My husband is an amazing man. In that quiet time just before we get up in the morning, I sometimes feel as if there is an angel beside me. He is man who has made it his goal to balance compassion, tenderness, strength, wisdom and grace — and he has succeeded. Greg has never chased after power or fame, and he doesn’t need social status or wealth to define him – but he makes allowances for those who do.
Greg is rarely critical of people or ideas, he doesn’t possess the arrogance that too often develops in men who achieve success. Greg believes in human potential – in that ability people have to achieve things that others think impossible.
Greg would never hurt anyone and he would never try to limit or undermine someones confidence. He is wise and knows that those who think they know best are fools (although he’d never say that to them). He is a man who feels a duty to give back the world, to tackle mediocrity, and conventional thinking. In his work, he studies the social impact of charities hoping that he can help the small charities who have a large social impact. He gets frustrated over the amount of funds that get wasted by charities that have little social impact, but are filled with influential board members.
When I think about our marriage, I believe our happiness rests on our willingness to give up our individual selves to become part of something bigger. I remember when we were just married, I used to write about my love for him; about the things he did that inspired me, about the awe that I had over this man who chose to share his life with me. Today, I realize that my love is now weaved together with the love Greg has for me. It is constantly expanding. It encompasses our children, and, like a warm breeze, it spreads out over our family and friends. I think our love grows with the choices we make, with the friendships we have, and the experiences we gain. By living up to the people we want to be we are able to feel more deeply, and experience things more richly.
When we were first married we talked about what we wanted in our future. Greg wanted to feel more, to do more and to make a difference in the world. Back then I couldn’t understand what Greg meant by ‘feel more” because I had been raised to put both my heart and mind into everything I do. At the beginning of our marriage I realized that Greg put his head and thoughts into what he did, but not his heart. He learned to be cerebral, to hide his feelings, but part of him knew he was missing out on something. Over time as our love weaved together Greg let himself feel more, he put his heart and not just his head into everything he did. He allowed himself to go beyond just thinking about the world to sensing it. I learned to see the world through Greg’s eyes just as he learned to see it through mine. Our world became much bigger, more vibrant, sensual, and beautiful. We are soaring above the ground we walked as individuals.

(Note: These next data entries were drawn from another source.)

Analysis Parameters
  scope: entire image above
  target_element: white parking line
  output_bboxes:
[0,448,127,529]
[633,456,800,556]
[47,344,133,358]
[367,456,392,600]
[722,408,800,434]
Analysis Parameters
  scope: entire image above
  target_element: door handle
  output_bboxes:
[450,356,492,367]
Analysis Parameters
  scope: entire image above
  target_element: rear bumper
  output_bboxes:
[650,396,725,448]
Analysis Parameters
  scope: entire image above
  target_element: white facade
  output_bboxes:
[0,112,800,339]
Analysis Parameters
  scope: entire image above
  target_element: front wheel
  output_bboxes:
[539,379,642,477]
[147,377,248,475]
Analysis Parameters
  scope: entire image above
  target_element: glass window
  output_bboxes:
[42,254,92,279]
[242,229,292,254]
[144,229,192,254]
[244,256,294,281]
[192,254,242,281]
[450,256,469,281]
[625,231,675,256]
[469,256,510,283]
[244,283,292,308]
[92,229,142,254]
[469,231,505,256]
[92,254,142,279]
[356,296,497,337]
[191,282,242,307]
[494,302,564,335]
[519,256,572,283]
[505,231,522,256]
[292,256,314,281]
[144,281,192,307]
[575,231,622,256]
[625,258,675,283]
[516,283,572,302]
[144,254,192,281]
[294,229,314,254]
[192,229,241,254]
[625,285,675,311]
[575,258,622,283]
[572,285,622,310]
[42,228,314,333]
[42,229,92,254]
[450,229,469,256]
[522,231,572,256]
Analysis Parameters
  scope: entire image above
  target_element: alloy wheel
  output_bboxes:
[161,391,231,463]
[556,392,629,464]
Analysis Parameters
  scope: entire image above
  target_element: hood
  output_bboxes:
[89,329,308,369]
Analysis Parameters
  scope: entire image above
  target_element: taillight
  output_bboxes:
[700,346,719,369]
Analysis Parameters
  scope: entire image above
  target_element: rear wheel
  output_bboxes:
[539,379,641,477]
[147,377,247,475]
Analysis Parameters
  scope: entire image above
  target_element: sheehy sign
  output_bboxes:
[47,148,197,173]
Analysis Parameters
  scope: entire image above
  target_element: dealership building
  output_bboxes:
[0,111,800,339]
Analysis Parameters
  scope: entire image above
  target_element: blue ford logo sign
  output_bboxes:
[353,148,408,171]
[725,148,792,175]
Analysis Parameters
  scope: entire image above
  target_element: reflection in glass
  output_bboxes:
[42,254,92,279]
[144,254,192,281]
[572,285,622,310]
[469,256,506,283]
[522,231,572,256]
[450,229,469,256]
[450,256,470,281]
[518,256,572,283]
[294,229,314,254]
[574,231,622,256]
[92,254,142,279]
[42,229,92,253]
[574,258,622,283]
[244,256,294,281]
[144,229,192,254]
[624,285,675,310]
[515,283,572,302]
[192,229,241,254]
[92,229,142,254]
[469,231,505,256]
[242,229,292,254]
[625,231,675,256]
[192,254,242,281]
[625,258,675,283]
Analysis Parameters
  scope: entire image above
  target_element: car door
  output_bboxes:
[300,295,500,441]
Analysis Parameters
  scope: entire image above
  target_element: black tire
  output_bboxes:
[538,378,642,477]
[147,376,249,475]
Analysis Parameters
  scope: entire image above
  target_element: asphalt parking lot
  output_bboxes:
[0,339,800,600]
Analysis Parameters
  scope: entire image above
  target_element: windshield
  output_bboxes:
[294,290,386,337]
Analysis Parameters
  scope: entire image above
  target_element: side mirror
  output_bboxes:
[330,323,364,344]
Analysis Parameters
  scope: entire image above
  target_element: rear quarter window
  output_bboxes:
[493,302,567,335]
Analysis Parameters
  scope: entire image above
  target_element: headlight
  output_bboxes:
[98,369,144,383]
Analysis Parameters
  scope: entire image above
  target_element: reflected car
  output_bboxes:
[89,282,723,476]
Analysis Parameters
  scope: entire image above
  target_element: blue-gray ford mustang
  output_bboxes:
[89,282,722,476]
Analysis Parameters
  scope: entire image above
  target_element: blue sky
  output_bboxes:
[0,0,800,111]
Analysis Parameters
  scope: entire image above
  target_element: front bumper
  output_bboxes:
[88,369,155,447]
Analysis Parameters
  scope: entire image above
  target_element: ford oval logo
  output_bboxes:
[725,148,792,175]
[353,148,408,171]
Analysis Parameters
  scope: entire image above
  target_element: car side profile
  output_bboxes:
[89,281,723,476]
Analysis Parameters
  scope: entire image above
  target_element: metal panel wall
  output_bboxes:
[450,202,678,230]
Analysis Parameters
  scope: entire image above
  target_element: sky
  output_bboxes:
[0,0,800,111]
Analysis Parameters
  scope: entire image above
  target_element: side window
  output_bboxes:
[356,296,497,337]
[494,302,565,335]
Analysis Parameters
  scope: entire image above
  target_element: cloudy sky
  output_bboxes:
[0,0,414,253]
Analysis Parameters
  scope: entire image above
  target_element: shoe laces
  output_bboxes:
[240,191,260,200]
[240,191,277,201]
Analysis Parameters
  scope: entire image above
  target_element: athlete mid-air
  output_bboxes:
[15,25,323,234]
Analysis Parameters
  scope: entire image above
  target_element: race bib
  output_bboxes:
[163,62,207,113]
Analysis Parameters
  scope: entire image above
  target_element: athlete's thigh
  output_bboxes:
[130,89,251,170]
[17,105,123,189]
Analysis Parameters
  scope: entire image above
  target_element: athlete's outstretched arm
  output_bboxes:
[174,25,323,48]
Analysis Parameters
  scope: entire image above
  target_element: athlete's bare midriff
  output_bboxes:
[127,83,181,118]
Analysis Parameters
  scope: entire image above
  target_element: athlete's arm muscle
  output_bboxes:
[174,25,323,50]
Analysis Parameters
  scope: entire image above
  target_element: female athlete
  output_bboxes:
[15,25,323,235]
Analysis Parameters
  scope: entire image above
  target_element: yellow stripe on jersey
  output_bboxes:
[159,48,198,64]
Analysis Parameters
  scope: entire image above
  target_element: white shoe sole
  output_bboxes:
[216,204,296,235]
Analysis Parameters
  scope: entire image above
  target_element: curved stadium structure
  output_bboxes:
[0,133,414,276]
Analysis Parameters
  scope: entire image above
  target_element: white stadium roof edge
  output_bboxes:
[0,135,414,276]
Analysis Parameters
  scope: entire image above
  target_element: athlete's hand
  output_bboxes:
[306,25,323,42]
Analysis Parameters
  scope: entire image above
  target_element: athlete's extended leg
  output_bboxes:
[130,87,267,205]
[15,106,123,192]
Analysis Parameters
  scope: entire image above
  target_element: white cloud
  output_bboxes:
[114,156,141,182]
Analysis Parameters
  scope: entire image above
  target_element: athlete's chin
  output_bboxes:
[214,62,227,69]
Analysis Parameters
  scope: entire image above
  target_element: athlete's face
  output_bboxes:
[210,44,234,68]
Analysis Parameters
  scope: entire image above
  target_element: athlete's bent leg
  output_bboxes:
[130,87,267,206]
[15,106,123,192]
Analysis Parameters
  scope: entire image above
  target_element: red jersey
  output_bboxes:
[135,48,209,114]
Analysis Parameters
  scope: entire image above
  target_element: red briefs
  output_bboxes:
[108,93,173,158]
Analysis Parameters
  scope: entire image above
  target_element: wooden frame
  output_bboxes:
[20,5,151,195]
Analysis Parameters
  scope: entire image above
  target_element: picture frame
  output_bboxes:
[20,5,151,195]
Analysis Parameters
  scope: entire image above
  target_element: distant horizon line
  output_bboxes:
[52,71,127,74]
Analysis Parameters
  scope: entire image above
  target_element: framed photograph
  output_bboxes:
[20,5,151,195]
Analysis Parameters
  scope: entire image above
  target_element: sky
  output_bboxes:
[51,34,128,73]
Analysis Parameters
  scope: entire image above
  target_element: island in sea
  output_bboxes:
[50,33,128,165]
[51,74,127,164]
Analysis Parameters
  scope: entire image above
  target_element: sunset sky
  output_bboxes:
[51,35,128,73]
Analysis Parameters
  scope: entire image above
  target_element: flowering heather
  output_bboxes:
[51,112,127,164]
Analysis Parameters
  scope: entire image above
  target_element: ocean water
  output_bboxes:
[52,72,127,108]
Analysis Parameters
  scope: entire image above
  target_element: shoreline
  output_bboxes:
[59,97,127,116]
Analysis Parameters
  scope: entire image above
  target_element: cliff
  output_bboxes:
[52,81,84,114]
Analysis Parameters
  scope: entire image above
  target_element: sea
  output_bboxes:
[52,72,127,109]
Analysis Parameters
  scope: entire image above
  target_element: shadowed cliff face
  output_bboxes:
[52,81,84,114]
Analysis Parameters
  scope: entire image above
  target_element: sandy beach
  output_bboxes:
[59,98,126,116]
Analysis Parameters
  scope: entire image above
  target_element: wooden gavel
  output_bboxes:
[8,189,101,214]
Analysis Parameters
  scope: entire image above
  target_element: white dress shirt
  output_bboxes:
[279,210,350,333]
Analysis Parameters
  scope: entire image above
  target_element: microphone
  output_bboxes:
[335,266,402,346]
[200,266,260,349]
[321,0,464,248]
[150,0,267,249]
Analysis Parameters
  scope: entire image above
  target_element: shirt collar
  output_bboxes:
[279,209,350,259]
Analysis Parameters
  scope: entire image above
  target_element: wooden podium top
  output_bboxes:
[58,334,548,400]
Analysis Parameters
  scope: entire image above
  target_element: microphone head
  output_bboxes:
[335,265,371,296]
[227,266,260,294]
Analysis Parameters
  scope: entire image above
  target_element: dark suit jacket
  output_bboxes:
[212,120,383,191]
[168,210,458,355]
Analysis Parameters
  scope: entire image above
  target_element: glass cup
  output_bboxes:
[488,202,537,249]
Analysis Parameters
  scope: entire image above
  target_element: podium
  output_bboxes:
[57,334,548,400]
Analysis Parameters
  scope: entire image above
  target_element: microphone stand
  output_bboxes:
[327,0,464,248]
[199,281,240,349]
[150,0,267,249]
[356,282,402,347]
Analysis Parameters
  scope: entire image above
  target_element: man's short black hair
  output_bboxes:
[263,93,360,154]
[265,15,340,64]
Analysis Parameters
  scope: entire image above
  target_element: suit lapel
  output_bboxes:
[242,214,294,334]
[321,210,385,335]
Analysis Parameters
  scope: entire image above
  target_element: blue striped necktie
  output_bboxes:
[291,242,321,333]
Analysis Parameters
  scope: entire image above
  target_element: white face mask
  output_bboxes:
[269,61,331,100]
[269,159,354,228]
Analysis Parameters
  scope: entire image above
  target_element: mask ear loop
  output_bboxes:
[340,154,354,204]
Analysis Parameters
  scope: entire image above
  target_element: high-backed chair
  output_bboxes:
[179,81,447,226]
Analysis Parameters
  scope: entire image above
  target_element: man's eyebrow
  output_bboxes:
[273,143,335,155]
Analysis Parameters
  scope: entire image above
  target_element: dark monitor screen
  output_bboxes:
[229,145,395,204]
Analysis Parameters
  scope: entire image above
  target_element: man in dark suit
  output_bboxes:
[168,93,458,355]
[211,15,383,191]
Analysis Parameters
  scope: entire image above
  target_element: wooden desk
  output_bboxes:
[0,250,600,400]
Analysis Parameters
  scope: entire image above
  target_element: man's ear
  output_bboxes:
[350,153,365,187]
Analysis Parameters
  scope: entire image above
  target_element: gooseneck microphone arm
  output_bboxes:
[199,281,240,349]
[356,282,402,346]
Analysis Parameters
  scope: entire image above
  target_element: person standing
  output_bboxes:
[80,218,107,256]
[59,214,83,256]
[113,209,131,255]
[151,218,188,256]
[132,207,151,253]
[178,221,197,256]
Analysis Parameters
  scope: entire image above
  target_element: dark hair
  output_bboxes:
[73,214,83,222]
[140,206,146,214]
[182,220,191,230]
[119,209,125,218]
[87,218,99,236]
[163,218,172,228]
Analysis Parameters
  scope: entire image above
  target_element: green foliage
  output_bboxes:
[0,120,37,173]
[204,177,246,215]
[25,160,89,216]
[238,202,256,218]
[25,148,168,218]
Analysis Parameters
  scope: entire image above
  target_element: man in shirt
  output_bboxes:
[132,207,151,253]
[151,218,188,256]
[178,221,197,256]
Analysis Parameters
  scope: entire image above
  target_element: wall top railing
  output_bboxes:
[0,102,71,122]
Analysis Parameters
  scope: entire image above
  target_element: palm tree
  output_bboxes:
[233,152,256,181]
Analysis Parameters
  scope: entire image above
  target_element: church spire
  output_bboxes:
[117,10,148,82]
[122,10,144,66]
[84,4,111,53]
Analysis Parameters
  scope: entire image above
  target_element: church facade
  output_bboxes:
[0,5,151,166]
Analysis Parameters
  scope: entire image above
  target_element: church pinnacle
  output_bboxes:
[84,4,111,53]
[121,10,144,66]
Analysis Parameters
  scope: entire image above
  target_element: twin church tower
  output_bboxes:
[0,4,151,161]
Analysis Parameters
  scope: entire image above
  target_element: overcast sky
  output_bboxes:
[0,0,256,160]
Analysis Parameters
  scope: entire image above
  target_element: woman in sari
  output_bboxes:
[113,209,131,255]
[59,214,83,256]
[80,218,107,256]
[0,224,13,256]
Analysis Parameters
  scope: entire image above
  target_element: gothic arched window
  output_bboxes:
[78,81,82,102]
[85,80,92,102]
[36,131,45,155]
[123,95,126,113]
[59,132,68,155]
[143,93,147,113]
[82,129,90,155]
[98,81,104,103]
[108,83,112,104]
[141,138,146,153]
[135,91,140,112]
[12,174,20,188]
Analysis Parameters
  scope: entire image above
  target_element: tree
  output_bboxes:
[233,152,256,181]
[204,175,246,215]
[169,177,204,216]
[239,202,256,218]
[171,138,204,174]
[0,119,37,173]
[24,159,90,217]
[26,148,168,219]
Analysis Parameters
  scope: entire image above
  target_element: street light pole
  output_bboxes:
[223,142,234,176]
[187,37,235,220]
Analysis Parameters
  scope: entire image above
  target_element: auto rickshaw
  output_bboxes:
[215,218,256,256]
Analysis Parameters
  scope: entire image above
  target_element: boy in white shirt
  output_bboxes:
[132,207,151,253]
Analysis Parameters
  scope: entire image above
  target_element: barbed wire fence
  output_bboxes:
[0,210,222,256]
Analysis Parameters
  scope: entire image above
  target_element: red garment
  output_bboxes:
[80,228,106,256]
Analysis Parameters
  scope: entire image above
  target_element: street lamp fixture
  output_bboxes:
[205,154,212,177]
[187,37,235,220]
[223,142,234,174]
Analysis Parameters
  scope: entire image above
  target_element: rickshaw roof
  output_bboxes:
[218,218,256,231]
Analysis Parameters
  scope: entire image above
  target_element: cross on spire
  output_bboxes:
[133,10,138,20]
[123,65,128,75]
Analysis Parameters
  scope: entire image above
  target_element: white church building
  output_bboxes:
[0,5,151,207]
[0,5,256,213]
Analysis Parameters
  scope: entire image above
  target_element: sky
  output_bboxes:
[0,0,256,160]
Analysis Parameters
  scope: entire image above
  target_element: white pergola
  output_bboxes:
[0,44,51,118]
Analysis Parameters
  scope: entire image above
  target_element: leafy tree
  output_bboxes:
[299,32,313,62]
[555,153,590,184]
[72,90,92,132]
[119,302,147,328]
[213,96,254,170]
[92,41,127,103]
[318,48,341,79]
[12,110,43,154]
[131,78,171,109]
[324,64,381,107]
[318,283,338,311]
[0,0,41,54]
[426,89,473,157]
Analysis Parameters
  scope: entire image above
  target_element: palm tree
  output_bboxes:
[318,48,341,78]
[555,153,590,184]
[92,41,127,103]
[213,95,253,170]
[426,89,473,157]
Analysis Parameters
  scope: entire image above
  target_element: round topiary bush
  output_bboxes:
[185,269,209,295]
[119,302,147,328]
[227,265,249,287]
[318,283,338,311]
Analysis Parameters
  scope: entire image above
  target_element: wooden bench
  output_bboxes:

A few months ago a man told me that I should be much more afraid of failing than I am. I’ve thought about his words a lot since then; about what he thinks is failure, and about the limitations his kind of thinking has placed on him. In the world of keeping up the Joneses he’s succeeded, but in the world that Greg and I live in, he seems shackled by fear, limiting his involvement in things that might expand his world because he fears failure.
The love that Greg and I have has allowed us to embrace the world. Together we can take on any challenge. And the only true failure that either of us could have is to fail to live up to the moral code that guides our lives. Our love has made us free, and has given us confidence. Together we experience life, we set out to achieve our dreams and we live every moment to the fullest.
When our eldest son was born, I remember sharing that moment when we both realized that our duty extended beyond just what we could give to the world, but to provide our children with love, compassion and a value system that will allow them to find the love we have managed to build.
Everyday I wake up and I know how lucky I am to have such an amazing man in my life. Greg is the strongest man I have ever met. He would never compromise himself for gain, or use “business” as an excuse for hurting someone. I think he would actually be physically sick if he thought his words had hurt someone. He is kind, compassionate and every day he defines what it means to be a gentleman.
The vision of who Greg wants to be captures all the qualities that go into making a true hero. He is a part of how I define myself, the pulse inside me that drives me forward and makes me want to put everything I have into everything that I do — so that one day I just might be good enough for him.